Il boss e il principe: fondatore del Pd in Calabria faceva assumere i membri della cosca
Le accuse a Sandro Principe, l’influente esponente politico cosentino. Secondo la Dda inseriva elementi chiave del clan nelle pubbliche amministrazioni in cambio di voti

di  GAETANO MAZZUCA

Il boss e il “principe”, un accostamento fino a qualche settimana fa difficile anche solo da immaginare. Il primo è Ettore Lanzino, boss sanguinario della ‘ndrangheta cosentina, condannato all’ergastolo per omicidio, acciuffato dopo quattro anni di latitanza in un lussuoso attico. L’altro è Sandro Principe, padre fondatore del Pd in Calabria, deputato, ex sottosegretario al Lavoro, assessore e consigliere regionale, ma soprattutto sindaco di Rende, creatore della cosiddetta «città-modello» della Calabria. Gli ultimi 15 anni della storia politica al di qua del Pollino appaiono adesso sotto tutt’altra luce perché quel legame, fino a ieri inimmaginabile, invece ci sarebbe. E molto stretto.

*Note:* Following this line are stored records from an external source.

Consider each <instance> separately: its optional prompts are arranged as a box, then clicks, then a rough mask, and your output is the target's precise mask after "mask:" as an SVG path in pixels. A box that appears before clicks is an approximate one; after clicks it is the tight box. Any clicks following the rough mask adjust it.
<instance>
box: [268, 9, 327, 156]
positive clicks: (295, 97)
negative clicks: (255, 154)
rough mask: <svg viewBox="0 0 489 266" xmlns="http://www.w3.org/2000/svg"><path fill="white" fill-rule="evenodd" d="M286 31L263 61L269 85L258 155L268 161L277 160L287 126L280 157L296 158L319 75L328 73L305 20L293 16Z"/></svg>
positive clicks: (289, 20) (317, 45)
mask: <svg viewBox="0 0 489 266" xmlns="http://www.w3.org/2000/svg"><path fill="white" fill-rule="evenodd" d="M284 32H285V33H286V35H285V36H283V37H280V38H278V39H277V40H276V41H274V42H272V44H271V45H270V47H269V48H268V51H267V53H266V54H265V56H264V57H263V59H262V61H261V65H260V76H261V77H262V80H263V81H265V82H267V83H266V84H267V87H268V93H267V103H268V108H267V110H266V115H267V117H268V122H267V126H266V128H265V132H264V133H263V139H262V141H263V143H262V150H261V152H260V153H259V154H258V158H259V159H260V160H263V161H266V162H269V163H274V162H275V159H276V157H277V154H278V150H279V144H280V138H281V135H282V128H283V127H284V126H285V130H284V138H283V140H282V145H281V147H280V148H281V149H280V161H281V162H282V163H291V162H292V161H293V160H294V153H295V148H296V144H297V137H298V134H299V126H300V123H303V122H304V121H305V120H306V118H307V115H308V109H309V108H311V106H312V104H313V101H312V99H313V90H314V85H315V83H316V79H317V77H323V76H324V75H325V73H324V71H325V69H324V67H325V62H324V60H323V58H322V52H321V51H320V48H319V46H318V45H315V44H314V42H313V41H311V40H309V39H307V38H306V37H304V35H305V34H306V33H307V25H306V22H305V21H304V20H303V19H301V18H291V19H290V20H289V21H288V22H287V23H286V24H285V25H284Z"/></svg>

Sarebbe stato proprio Sandro Principe, infatti, a far assumere il capobastone delle cosche nella cooperativa comunale Rende 2000. Lo mette nero su bianco la Dda di Catanzaro nell’avviso di conclusione delle indagini sul «Sistema Rende», che il 23 marzo scorso ha portato agli arresti domiciliari l’esponente del Pd. Il procuratore capo Nicola Gratteri, l’aggiunto Vincenzo Luberto e il sostituto Pierpaolo Bruni scrivono: «Sandro Principe disponeva o comunque sollecitava l’assunzione presso la predetta coop del capo del clan omonimo Lanzino-Ruà, Ettore Lanzino». Un contratto firmato dal boss il 9 aprile 2008 e terminato appena cinque mesi più tardi, a settembre, quando il gip Tiziana Macrì firmò il mandato d’arresto ed «Ettaruzzo» divenne un fantasma.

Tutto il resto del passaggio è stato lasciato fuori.